• Analysis of 231 million leaked passwords reveals widespread patterns that facilitate cyber targeting
• More than two-thirds of weak passwords are cracked in a very short time

An analysis conducted by experts at Kaspersky of more than 231 million leaked passwords between 2023 and 2026 has revealed widespread weaknesses in the ways users create passwords. The findings were released to coincide with World Password Day.

The study found that 68% of recently used passwords can be cracked within just one day. It also showed that most compromised passwords either begin or end with numbers, a common pattern that makes them easier for hackers to exploit using brute-force attacks.
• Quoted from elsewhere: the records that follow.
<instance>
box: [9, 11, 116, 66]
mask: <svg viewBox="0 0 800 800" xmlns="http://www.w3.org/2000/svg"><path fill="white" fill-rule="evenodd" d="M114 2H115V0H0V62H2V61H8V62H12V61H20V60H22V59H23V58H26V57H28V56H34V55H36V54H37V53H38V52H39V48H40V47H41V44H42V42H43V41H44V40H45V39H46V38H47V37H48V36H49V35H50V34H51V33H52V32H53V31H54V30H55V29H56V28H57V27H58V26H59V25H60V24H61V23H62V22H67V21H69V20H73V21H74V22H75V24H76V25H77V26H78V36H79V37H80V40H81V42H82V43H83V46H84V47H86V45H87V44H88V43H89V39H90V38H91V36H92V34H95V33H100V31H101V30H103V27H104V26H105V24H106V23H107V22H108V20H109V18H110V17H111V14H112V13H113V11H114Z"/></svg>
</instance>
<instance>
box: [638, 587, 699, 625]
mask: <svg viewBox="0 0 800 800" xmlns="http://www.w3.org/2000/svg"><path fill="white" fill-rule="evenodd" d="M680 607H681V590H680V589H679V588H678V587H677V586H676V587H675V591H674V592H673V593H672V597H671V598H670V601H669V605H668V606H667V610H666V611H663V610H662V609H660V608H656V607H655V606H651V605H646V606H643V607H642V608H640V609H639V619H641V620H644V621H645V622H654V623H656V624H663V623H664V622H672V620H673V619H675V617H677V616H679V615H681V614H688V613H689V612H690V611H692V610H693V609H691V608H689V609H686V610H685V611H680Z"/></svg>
According to researchers, users also tend to rely on popular or positive-sounding words when creating passwords, such as “love,” “magic,” and “angel.” Meanwhile, the term “Skibidi” was found to have increased around 36 times in recent years, reflecting viral internet trends influencing password choices.

The analysis further showed that the “@” symbol is the most frequently used special character in leaked passwords, appearing in around 10% of cases, followed by “.” and then “!”.

It also indicated that 53% of passwords end with numbers, while 17% begin with numbers. About 12% include predictable date ranges between 1950 and 2030.

Alexey Antonov, head of the data science team at the company, said that the predictable use of common symbols and numbers—especially at the beginning or end of passwords—makes them significantly easier for attackers to guess.

He added that brute-force attacks rely on systematically trying all possible combinations until the correct password is found, noting that attackers’ knowledge of user behavior patterns greatly reduces the time needed to break into accounts.

The results also showed that short passwords—those under eight characters—can usually be cracked in less than a day. Meanwhile, artificial intelligence tools are now capable of breaking more than 20% of 15-character passwords in under a minute if they follow predictable patterns.

According to the study, secure passwords today should exceed 16 characters and consist of a random mix of letters, numbers, and unique symbols, with a different password used for each account.

Experts also recommended enabling two-factor authentication and using password manager applications to securely store credentials, rather than relying on easily guessed or reused passwords across multiple accounts.